Even though it was nearly November the midday sun was oppressively hot. She thought she could feel her hair sizzling and shrinking under its rays. When it became unbearable she took shelter in an old outhouse, so old it didn’t smell of anything, though it did still have a pin-up tacked to the wall, the shape of the woman’s naked body now just a whiteish, irradiated outline. Vivian waited on the seat for half an hour or so, hoping that the door would open on someplace completely different, but the weird dead land was all still there when she left. She found a small, broken-down tractor whose tyres had mostly disintegrated but which still had a key in its ignition. She got in the seat and tried it, not really knowing what she would do if it started. She hadn’t had a driving lesson in her life. It didn’t start, at any rate. The key wouldn’t even turn.

It was nearly evening when the dirt track met the highway – whether it was the 55, she didn’t know. She was too thirsty to swallow. Her mouth hung slightly open like a dog’s. At the turning was a bar and restaurant called Dos Amigos, which on the face of it didn’t look very different from the abandoned farmhouse the truck had destroyed, except for the neon sign of two sombreros over the entrance. There were a couple of pickups and a motorcycle parked outside. Vivian realised she was still clutching her bloodied rod. She threw it in a ditch by the roadside and covered it with dirt and gravel and approached the entrance of the bar.

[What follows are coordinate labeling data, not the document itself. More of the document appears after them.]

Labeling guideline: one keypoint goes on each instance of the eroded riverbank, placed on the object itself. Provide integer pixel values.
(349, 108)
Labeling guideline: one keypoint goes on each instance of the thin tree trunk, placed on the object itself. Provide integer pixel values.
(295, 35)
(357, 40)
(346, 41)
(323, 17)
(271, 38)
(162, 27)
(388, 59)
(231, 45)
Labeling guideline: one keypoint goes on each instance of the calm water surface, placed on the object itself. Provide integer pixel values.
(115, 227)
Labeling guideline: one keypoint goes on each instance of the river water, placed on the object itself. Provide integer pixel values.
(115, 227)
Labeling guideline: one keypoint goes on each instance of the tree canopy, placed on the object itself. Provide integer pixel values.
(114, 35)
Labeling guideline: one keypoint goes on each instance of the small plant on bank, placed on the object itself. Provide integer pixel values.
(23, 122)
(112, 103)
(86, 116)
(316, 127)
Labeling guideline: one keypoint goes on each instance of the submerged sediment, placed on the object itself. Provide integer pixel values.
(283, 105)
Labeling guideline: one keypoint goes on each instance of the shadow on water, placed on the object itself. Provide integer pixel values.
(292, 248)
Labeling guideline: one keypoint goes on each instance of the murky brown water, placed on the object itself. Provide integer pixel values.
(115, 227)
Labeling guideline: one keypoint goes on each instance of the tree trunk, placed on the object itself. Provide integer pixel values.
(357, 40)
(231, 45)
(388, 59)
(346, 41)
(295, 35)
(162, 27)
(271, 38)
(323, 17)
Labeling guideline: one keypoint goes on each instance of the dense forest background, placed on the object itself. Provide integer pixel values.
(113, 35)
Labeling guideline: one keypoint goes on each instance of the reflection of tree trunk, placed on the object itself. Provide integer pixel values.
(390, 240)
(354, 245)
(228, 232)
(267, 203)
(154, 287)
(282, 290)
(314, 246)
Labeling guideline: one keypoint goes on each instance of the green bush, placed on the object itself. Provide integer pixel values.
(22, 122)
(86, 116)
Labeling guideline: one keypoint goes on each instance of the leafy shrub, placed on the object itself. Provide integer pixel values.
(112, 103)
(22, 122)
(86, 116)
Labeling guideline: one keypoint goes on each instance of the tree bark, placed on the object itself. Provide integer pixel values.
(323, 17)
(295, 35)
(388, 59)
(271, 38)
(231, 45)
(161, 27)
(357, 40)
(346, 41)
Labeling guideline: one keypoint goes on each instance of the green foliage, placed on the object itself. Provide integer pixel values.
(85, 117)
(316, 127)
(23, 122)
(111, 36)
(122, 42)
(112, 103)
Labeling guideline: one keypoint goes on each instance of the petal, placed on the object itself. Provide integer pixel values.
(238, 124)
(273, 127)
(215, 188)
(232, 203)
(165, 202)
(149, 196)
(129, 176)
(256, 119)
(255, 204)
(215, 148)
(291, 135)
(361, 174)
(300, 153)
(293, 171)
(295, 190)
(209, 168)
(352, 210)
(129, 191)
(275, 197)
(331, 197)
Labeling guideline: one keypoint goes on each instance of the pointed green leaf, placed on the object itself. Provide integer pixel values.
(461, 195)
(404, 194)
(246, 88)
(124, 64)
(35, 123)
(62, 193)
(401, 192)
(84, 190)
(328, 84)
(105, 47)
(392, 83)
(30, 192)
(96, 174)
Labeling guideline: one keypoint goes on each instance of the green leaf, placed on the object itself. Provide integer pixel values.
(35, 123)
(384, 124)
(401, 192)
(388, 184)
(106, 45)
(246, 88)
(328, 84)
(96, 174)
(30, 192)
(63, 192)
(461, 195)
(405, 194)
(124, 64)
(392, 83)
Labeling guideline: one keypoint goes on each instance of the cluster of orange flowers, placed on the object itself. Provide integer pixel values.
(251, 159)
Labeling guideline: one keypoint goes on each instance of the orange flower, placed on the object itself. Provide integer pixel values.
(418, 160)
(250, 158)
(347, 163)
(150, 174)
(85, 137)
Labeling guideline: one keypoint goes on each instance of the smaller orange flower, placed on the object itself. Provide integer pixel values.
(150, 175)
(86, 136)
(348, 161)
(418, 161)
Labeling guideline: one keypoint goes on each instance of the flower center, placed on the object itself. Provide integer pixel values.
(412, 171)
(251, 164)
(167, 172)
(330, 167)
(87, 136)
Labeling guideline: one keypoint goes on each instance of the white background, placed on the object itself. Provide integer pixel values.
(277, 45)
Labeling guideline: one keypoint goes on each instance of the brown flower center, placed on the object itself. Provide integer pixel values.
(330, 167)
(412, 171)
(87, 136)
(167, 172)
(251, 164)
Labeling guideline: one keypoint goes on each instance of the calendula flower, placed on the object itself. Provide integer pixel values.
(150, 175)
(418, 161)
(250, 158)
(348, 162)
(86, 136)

Dos Amigos was a Tex-Mex place, even though it was halfway to Oregon, and leaned far more heavily towards Tex than Mex. It had saloon doors that flapped noisily when Vivian entered. Inside, the walls were hung with a mixture of buffalo heads and plasma TVs and signs that made goofy but also threatening jokes about trespassing and gun ownership and what you should expect from your wife. The barman and the clientele looked up in silence when she came in, as if she were a newcomer in some frontier town; a lone gunman.

Vivian took a stool at the bar. The barman came over to her.

“Evenin’. What can I get you?”

“I just need a glass of water.”

“Say again?”

“Just tap water.”

He stared at her, then looked at the other men at the bar. She wasn’t sure if he was having trouble with her accent, or if he was offended that she wasn’t buying a drink.

He said nothing. Then he turned, filled up a shot glass from the tap, and set it on the bar in front of her.